Households in Aybak district have faced steadily worsening challenges in meeting basic needs in recent years, especially in the last 12 months, driven in particular by rising unemployment, drought across Samangan, and the impact of the 2025 earthquake (EI 28/01/2026 a; EI 07/01/2026; EI 08/01/2026; EI 01/01/2026; EI 27/01/2026 b). The arrival of IDPs fleeing drought, flooding, and the earthquake’s impacts from other parts of Samangan – along with returnees from Pakistan and Iran, who congregate in Aybak city – has strained the already fragile services and infrastructure of this small, relatively urbanised provincial centre. Reliance on daily wage labour, an often insecure and unreliable income source, is notably high compared with other districts and increasingly competitive following the arrival of climate IDPs and returnees from abroad. Access to humanitarian assistance, community support, and more reliable employment opportunities, for example in the civil service, is often determined by social connections, potentially excluding women and other marginalised groups.

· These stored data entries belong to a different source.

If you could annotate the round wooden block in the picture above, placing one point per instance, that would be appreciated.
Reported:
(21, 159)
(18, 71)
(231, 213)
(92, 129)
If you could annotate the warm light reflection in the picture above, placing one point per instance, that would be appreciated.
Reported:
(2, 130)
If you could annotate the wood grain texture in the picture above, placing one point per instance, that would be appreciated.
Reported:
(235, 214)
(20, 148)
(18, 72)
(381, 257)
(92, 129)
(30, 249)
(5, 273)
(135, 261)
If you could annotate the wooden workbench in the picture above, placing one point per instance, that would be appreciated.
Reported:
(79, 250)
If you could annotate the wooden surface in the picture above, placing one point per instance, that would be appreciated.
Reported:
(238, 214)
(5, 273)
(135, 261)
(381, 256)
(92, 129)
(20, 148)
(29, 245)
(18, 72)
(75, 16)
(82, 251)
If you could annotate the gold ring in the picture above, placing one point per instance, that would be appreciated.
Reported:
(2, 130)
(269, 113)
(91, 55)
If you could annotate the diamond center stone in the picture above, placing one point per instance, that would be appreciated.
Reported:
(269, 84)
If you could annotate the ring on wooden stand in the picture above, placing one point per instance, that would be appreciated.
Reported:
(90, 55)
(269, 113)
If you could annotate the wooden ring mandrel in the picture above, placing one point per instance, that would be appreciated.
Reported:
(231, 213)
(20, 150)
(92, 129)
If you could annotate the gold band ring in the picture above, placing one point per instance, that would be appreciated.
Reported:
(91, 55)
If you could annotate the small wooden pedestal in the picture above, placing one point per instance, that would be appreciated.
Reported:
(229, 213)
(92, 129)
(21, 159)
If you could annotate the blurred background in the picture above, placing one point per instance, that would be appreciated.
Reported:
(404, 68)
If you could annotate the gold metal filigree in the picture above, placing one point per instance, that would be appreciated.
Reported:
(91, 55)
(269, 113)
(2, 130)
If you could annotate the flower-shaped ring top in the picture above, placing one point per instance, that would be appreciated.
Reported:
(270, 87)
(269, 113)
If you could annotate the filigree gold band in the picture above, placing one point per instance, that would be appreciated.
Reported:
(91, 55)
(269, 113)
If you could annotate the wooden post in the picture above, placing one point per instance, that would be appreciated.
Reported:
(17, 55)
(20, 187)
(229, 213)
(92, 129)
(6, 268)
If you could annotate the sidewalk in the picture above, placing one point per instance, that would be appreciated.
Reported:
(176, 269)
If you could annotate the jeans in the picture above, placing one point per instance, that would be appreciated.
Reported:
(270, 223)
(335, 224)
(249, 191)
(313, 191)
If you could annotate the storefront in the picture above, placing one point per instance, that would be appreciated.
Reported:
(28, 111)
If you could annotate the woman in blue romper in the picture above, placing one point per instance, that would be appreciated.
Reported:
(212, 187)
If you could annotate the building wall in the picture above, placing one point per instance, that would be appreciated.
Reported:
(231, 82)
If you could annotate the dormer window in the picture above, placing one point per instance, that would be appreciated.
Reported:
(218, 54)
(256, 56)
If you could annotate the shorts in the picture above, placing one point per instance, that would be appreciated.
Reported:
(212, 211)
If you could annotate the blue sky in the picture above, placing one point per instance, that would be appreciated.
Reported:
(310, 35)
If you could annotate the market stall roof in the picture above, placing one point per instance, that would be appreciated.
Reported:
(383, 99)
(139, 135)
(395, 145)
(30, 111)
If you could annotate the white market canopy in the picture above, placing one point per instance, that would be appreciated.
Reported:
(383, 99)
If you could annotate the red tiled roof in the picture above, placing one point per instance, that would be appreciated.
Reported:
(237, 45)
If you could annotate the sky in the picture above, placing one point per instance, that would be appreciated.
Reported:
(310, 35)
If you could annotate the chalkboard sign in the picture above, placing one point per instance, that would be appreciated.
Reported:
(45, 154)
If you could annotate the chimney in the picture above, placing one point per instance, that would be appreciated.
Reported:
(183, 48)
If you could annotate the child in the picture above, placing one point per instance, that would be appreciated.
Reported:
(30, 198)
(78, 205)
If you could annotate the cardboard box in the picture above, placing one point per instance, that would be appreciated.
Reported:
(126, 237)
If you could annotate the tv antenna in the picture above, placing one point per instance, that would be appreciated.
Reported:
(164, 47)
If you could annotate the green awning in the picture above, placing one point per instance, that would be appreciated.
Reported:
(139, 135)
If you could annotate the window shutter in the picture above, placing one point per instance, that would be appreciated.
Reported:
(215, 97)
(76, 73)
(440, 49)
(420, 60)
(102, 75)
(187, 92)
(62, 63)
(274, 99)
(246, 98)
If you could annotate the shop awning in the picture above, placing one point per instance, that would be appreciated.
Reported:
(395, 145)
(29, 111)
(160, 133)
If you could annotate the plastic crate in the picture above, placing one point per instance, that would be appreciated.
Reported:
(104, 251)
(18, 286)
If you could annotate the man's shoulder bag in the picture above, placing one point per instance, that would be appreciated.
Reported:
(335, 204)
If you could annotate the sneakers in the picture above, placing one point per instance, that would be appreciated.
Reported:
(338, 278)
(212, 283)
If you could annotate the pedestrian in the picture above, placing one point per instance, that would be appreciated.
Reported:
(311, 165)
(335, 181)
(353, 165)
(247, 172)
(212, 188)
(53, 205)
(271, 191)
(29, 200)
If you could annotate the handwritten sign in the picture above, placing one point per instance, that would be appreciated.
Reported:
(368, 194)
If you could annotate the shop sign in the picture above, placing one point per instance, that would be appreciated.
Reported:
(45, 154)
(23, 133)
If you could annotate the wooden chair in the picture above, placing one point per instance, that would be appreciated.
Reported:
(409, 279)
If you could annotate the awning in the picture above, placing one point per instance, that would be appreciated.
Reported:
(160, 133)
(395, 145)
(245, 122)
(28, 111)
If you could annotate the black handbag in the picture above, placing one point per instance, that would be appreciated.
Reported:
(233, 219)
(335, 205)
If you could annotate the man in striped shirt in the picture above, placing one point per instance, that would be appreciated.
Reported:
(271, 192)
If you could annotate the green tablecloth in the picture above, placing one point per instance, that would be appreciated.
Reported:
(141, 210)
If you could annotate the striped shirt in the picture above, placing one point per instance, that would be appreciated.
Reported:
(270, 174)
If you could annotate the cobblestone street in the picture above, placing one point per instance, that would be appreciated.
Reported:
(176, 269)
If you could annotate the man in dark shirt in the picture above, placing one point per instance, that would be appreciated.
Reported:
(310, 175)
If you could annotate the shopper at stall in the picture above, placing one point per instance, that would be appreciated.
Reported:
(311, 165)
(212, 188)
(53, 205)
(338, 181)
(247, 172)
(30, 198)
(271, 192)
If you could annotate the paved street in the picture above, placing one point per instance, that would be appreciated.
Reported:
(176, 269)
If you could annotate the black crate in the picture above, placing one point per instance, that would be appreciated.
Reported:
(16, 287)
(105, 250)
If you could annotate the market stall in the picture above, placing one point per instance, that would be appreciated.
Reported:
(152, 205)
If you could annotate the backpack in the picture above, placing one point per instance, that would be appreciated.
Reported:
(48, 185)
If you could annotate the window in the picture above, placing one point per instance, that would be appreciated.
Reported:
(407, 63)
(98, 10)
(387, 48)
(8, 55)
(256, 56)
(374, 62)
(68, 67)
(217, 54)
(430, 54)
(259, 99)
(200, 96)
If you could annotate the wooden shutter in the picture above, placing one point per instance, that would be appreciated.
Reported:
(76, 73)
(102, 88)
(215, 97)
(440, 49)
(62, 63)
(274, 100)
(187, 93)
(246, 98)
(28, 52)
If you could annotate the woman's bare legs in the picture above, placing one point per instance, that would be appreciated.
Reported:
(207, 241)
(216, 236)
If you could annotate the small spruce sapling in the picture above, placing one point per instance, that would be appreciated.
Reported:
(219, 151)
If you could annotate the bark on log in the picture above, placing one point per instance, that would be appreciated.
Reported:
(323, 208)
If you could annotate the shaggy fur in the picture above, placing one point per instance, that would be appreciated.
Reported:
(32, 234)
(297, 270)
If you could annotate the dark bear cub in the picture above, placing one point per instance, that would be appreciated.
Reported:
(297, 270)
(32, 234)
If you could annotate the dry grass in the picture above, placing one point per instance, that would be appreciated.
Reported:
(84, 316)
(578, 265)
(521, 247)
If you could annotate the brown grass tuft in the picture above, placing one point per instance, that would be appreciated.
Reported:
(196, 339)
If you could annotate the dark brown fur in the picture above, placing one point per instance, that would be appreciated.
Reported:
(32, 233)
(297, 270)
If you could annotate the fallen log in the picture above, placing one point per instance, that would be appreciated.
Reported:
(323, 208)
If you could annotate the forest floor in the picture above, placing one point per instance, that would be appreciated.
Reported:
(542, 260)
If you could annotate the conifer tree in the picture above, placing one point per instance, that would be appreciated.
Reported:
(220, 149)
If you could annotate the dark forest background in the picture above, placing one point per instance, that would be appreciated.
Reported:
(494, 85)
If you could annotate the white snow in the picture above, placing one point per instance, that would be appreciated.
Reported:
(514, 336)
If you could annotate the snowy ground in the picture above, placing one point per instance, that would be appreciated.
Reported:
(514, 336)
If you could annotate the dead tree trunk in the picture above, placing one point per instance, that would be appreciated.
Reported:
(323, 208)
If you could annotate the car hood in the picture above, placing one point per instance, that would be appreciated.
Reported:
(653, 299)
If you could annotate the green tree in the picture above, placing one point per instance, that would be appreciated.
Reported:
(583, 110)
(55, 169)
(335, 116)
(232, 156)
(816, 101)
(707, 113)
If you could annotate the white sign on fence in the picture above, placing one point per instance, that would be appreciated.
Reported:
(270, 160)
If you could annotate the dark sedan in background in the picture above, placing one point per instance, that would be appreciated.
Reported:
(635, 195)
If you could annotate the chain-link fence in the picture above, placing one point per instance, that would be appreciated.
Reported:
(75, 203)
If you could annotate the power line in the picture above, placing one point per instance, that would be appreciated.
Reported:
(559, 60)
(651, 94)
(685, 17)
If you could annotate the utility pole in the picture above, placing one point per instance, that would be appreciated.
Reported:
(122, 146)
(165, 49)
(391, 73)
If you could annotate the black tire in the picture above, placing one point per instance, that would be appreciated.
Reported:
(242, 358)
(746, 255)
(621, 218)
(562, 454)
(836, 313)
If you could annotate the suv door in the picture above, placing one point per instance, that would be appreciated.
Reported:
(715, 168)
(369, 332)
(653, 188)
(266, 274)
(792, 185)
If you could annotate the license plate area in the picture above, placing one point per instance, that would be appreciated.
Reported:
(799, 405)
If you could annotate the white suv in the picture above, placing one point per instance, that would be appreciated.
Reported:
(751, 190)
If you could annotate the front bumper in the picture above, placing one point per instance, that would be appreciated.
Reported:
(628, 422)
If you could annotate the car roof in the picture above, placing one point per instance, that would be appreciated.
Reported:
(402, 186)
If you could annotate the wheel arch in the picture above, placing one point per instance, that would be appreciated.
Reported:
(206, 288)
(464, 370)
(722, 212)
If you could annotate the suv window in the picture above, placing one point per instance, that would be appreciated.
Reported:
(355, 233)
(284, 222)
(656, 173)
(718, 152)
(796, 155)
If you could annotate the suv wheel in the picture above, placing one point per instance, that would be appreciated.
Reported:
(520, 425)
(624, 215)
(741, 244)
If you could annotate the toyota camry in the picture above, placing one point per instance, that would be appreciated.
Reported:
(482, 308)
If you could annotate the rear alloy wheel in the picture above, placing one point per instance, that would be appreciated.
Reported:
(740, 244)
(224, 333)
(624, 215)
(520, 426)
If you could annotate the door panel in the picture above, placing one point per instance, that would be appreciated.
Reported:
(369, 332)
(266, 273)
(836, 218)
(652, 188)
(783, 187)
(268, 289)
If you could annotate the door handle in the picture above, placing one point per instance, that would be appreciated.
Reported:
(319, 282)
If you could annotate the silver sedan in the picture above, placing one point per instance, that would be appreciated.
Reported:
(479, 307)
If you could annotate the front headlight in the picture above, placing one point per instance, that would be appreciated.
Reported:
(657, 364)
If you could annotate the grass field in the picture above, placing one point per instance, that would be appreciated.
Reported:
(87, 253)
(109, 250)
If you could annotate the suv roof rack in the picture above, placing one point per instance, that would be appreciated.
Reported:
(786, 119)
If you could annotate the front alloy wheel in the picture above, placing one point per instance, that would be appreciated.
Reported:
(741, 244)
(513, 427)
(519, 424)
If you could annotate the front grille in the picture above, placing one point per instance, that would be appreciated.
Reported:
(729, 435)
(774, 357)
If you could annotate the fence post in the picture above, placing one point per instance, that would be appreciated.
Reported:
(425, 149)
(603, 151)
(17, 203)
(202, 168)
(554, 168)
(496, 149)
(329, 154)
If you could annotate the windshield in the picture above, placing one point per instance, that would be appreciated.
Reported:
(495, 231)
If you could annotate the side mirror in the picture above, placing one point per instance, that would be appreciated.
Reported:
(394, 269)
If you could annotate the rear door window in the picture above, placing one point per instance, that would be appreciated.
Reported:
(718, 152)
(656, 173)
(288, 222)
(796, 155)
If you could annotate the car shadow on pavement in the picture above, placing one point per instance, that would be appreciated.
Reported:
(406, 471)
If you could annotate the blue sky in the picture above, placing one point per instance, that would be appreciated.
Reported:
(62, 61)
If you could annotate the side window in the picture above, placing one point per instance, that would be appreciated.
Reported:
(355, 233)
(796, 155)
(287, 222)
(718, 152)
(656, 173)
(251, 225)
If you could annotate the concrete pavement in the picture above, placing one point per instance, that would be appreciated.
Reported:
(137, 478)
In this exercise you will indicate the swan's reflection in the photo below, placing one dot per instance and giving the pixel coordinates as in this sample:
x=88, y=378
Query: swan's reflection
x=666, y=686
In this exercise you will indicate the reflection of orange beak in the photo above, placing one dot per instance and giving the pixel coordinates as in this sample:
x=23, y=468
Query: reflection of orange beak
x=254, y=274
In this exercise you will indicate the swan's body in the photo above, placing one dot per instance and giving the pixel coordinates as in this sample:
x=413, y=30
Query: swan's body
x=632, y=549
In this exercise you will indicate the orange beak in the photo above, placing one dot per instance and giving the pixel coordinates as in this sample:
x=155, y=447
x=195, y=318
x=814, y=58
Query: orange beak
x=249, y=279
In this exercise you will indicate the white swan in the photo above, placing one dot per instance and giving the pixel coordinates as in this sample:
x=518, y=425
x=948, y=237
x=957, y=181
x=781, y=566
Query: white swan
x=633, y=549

In this increasingly pressured context, households in Aybak district face significant unmet needs, with the unaffordability of food, health, rent, and education cited as major challenges. The most common cause of concern for participants in this study was the cost of basic goods and services, rather than their availability. That said, clean water was highlighted as both unavailable and too costly, as were healthcare and education in more rural parts of the district. Different households and individuals experience varying degrees of vulnerability to these unmet needs, but nearly all rely on coping strategies with potentially harmful consequences, including a notable proportion of interviewed households that regularly go entire days without eating, and/or send their children to work. Under the strain of these needs, traditional structures of community-based support are eroding.